Forced-Dues Money ‘Buys Support’ For Union Czar

Union Honchos Collect Phony ‘Per Diems,’ Rip Off Firefighters

(source: National Right to Work December 2015 Newsletter)

In the October 18 edition of the New York Times, a story by labor reporter Noam Scheiber described the bizarre and unconscionable International Association of Fire Fighters (IAFF) policy for doling out so-called “per diems” to union officials.

As many Newsletter readers undoubtedly know from personal experience, “per diem” allocations are a means employers use to compensate employees for their dining, hotel, and other expenses when their work requires them to travel out of town.

Harold-SchaitbergerBut IAFF kingpins can collect up to $80 in “per diem” money on days when they remain in their city of residence, as long as they leave their homes.

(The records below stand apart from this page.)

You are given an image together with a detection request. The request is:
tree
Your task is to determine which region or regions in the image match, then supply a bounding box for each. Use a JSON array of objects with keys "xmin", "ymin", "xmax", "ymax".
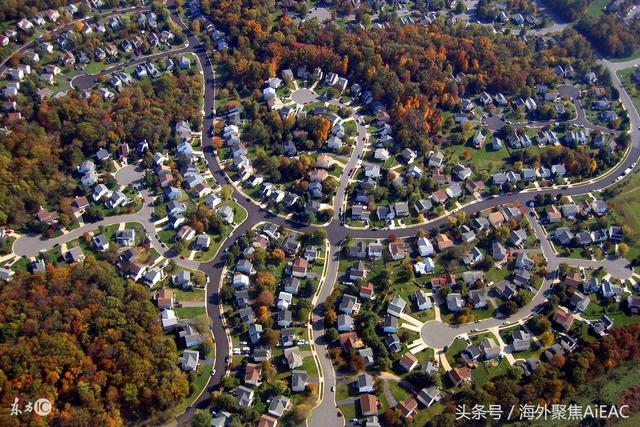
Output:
[
  {"xmin": 220, "ymin": 185, "xmax": 234, "ymax": 201},
  {"xmin": 255, "ymin": 290, "xmax": 275, "ymax": 306},
  {"xmin": 256, "ymin": 271, "xmax": 276, "ymax": 289},
  {"xmin": 540, "ymin": 331, "xmax": 555, "ymax": 346},
  {"xmin": 263, "ymin": 328, "xmax": 280, "ymax": 346},
  {"xmin": 192, "ymin": 410, "xmax": 212, "ymax": 427},
  {"xmin": 291, "ymin": 404, "xmax": 312, "ymax": 423},
  {"xmin": 269, "ymin": 248, "xmax": 285, "ymax": 264}
]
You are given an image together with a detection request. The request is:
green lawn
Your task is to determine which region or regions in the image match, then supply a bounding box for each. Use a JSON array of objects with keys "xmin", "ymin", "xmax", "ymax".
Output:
[
  {"xmin": 84, "ymin": 61, "xmax": 110, "ymax": 75},
  {"xmin": 388, "ymin": 380, "xmax": 411, "ymax": 401},
  {"xmin": 219, "ymin": 200, "xmax": 248, "ymax": 224},
  {"xmin": 338, "ymin": 402, "xmax": 356, "ymax": 419},
  {"xmin": 173, "ymin": 288, "xmax": 206, "ymax": 302},
  {"xmin": 444, "ymin": 337, "xmax": 468, "ymax": 367},
  {"xmin": 175, "ymin": 307, "xmax": 206, "ymax": 319},
  {"xmin": 586, "ymin": 0, "xmax": 609, "ymax": 16},
  {"xmin": 607, "ymin": 166, "xmax": 640, "ymax": 260},
  {"xmin": 470, "ymin": 357, "xmax": 512, "ymax": 386},
  {"xmin": 618, "ymin": 67, "xmax": 640, "ymax": 118},
  {"xmin": 173, "ymin": 363, "xmax": 213, "ymax": 414}
]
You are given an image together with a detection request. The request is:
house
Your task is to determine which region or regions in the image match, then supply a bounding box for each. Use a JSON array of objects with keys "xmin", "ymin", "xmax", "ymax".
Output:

Consequently, in FY 2014 four union vice presidents raked in at least $18,000 in per diem payments on top of their already-hefty salaries and benefits, and seven more grabbed at least $11,000 in per diems.

Sanctioning Misuse of Workers’ Dues Money Part Of ‘Management Strategy

Citing a review of paperwork submitted by IAFF union vice presidents regarding their FY 2014 activities and forced dues-financed compensation, Mr. Scheiber observed: “[S]everal of them received the full $80 on dozens of days  — in some cases well over 100 — in which they reported that they remained in their city of residence.”

When questioned by Mr. Scheiber about this flagrant abuse of firefighters’ forced dues and fees, Mr. Schaitberger claimed per diems for any union boss who has “left his house” are permitted under the IAFF’s official guidelines for claiming expenses.

The IAFF chief is apparently untroubled by the fact that a U.S. Labor Department official who performed a review of the union’s expense policies in 2009 reached the opposite conclusion.

Of course, enabling his lieutenants to rip off the rank and file by collecting phony “per diems” and in an array of other ways has helped Mr. Schaitberger consolidate his power to such a degree that he has, in Mr. Scheiber’s words, “enormous leeway in running the union.”

Regarding the 15-year IAFF union general president’s management approach, the reporter quoted Eric Lamar, a former firefighter and aide to Mr. Schaitberger who has become a scathing critic: “He will bully when he can, and buy support when he can’t.”

In 2009-2010, Right to Work Stopped IAFF Czar From Amassing Even More Power

Today Mr. Schaitberger would have millions and millions of additional dollars in coerced dues money to throw around if the IAFF hierarchy’s top priority in the 2009-2010 Congress had been adopted.

The so-called “Public Safety Employer-Employee Cooperation Act (S.3991) would have denied localities in all 50 states the option to refuse to grant a single public-safety union the power to speak for all employees, including those who don’t want to join, in talks with their employer regarding working conditions.

Monopoly bargaining, euphemistically labeled as “exclusive representation,” would have been foisted on firefighters, police, and other public-safety employees nationwide. And in most states that already authorize public-safety monopoly bargaining, S.3991 would have widened its scope.

But despite enjoying the enthusiastic support of the Obama White House, the then-Democrat majority caucuses in both chambers of Congress, and half-a-dozen GOP senators who were sponsors of another nearly identical measure, S.3991 never became law.

“The primary reason for the scheme’s failure was the persistent and passionate opposition of well-mobilized National Right to Work Committee members,” recalled Committee Vice President Matthew Leen.

“Time and again, they flooded Capitol Hill with postcards, petitions, e-mails, faxes and phone calls calling on Congress not to federalize public-safety monopoly bargaining.”

‘There Is No Way to Sugarcoat the Significance of This Loss’

The Committee had to fight this battle with very few active allies, although some groups representing the interests of local governments, such as the National Sheriffs’ Association, joined with the Committee in lobbying against S.3991.

When the 2009-2010 Congress finally adjourned without okaying his #1 legislative objective, Mr. Schaitberger lamented:  “There is no way to sugarcoat the significance of this loss.”

What the October 18 Times article underscores is the enormous service Committee members performed for countless independent-minded firefighters in multiple states who remain free of IAFF monopoly control today as a consequence of the defeat of S.3991 nearly five years ago.